Edmonton's Mackinnon Ravine is named after him.

==Political life==
MacKinnon was first elected to the House of Commons of Canada representing the riding of Edmonton West in the 1935 federal election. Amid the Social Credit wave that occurred that year, he was the sole Liberal elected in Alberta. He was re-elected in 1940 and 1945.

He was named to Mackenzie's cabinet in 1939, at first as Minister without Portfolio. As MP, he held many cabinet positions in the cabinets of William Lyon Mackenzie King and Louis Stephen St-Laurent including Minister of Trade and Commerce, Minister of National Revenue (Acting), Minister of Fisheries, and Minister of Mines and Resources. As Minister of Trade and Commerce during the Second World War, MacKinnon strove to orient Canadian trade policy towards Latin America when the war cut off many markets from Canadian exports.
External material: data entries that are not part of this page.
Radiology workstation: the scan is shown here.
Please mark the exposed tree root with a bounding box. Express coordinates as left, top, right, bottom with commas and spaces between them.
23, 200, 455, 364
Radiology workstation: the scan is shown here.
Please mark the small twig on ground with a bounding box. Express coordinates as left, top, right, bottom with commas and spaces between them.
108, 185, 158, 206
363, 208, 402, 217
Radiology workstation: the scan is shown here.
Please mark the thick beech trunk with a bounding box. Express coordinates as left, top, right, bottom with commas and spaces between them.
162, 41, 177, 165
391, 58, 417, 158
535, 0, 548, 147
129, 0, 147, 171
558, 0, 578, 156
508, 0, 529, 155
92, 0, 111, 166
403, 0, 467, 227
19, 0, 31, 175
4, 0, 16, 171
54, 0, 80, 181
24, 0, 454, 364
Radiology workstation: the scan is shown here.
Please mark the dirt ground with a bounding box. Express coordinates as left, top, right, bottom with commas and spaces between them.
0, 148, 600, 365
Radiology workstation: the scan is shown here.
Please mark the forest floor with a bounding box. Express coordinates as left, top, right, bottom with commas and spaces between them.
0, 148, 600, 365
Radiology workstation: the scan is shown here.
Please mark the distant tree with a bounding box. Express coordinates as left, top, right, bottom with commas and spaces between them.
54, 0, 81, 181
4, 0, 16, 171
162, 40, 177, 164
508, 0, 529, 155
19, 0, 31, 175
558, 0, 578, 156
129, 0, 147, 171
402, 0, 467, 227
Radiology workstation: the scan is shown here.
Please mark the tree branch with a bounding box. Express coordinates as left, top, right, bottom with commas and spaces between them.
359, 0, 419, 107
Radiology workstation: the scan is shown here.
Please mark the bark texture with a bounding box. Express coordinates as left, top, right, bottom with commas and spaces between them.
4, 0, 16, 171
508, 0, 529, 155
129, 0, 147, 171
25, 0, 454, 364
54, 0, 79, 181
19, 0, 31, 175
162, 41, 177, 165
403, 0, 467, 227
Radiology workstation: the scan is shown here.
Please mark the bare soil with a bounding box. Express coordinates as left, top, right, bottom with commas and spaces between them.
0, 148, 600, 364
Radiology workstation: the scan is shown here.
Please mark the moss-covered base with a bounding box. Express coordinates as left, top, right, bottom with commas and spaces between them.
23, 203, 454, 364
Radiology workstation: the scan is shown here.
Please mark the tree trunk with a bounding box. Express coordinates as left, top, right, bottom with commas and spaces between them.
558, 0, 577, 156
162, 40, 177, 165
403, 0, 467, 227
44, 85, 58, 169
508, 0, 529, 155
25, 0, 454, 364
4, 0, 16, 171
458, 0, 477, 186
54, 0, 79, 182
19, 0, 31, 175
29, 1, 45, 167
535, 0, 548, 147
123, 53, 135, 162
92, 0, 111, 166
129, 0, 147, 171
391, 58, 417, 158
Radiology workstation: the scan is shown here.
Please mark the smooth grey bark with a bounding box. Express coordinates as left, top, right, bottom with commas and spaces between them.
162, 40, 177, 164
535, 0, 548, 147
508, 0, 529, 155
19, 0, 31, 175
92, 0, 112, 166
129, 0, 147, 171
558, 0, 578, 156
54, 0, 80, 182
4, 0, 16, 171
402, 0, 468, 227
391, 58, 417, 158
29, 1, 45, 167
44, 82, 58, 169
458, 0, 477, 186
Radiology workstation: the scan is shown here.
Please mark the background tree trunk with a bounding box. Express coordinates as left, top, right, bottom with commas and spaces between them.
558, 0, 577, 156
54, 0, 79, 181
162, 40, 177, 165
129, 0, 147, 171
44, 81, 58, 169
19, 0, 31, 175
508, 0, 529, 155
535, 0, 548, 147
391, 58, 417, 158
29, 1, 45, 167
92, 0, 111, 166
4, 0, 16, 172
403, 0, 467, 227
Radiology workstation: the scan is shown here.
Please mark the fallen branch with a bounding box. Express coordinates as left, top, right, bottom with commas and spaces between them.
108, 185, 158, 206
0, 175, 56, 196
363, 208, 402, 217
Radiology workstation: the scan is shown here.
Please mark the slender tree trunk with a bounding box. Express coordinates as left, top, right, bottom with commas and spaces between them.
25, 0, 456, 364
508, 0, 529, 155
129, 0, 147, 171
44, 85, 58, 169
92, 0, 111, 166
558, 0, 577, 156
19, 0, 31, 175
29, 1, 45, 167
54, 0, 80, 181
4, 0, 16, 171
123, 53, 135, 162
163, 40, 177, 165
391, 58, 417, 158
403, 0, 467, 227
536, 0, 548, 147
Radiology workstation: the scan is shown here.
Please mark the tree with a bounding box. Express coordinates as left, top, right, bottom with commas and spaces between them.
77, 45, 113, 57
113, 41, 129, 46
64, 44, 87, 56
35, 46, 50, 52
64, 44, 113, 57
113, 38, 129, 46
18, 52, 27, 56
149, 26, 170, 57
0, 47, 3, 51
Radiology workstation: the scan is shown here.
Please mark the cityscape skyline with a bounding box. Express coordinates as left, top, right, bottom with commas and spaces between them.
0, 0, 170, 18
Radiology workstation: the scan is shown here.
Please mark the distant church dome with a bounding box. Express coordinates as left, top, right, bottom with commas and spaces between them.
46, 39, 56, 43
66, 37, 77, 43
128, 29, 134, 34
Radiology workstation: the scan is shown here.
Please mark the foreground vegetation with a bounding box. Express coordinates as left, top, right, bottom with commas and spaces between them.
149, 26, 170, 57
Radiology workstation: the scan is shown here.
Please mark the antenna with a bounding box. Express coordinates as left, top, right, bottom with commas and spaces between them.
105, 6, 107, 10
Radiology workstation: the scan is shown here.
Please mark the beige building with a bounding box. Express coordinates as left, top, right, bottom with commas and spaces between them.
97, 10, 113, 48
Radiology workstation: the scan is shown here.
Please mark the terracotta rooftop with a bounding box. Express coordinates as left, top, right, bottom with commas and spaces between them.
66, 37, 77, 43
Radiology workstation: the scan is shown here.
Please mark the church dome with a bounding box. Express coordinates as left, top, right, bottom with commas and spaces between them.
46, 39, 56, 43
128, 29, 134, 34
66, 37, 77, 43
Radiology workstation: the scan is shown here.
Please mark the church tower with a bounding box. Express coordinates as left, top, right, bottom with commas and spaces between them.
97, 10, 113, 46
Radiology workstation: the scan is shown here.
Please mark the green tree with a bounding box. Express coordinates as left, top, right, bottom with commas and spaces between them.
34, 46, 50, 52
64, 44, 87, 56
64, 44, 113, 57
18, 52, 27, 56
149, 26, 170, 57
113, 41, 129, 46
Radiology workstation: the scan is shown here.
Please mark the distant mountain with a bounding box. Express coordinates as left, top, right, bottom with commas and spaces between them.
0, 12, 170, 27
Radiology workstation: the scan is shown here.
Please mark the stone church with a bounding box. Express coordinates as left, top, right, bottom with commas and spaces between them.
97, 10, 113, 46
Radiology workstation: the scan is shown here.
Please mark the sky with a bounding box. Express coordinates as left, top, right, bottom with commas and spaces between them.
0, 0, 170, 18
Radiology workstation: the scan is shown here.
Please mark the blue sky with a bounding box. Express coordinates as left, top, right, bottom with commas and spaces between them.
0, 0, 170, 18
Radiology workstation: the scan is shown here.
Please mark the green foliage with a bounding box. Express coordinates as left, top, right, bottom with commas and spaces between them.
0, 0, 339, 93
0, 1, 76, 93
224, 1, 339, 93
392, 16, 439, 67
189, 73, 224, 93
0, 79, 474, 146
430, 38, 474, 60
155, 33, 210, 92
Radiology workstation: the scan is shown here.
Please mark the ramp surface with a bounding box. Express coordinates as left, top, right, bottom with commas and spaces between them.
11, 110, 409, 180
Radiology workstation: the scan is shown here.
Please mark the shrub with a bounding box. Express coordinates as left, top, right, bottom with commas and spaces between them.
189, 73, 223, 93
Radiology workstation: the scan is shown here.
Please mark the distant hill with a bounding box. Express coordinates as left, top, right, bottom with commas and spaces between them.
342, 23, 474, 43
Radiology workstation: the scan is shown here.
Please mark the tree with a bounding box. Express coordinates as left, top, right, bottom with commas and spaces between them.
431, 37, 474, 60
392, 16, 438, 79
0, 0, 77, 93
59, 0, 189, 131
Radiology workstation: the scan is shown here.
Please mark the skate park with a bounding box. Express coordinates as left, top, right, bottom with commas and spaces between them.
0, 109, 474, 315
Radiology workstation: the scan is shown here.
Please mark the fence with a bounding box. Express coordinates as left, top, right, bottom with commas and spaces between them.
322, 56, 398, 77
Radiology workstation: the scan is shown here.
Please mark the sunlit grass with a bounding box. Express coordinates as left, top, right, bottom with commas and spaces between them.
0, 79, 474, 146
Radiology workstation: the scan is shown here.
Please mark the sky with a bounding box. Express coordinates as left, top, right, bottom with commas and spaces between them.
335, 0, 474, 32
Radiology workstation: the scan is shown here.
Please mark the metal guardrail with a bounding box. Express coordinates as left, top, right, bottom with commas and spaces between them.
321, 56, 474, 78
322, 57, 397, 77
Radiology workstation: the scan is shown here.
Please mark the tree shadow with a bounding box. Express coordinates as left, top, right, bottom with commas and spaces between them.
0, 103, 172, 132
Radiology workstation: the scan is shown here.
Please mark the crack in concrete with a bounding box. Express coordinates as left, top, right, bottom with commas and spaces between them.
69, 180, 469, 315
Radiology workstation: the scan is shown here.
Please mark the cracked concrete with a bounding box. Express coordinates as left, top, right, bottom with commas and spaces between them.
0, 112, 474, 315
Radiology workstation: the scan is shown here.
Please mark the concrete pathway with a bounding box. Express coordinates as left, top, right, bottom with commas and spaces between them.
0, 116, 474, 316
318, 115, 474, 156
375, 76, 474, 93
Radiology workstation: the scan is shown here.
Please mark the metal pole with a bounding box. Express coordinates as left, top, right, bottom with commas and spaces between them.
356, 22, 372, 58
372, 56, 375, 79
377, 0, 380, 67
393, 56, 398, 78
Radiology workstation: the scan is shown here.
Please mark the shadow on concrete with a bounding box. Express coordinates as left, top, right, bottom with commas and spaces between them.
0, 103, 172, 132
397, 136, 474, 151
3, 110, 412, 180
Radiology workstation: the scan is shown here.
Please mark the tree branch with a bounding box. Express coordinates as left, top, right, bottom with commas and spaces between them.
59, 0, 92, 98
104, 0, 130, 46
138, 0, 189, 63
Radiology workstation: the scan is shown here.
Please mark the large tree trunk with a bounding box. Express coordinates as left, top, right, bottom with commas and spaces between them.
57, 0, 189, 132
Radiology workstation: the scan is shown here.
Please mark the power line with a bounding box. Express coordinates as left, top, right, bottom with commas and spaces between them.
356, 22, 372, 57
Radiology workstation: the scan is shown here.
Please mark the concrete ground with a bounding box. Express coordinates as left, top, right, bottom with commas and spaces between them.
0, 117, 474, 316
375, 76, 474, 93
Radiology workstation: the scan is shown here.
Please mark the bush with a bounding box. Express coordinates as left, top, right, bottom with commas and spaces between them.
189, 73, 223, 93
He did not seek re-election to the House in the 1949 election. He was appointed to the Senate of Canada representing the senatorial division of Edmonton, Alberta. From 1949 to 1950, while a senator, he was a minister without portfolio in the cabinet of Louis St-Laurent.

While serving as senator, MacKinnon died in 1958.

==Personal life==
MacKinnon married Irene Sharpe from Prince Edward Island on June 28, 1911, and had one adopted daughter, Keltie. She died on October 31, 1968, leaving her husband Denis Slattery, and five children, Sandy White (née Slattery), Gayle Slattery, John Slattery, Jim Slattery and Ann Varszegi (née Slattery).

MacKinnon was given an honorary Doctorate in Laws from the University of Alberta on October 23, 1948.

== Archives ==
There is a James Angus MacKinnon fonds at Library and Archives Canada.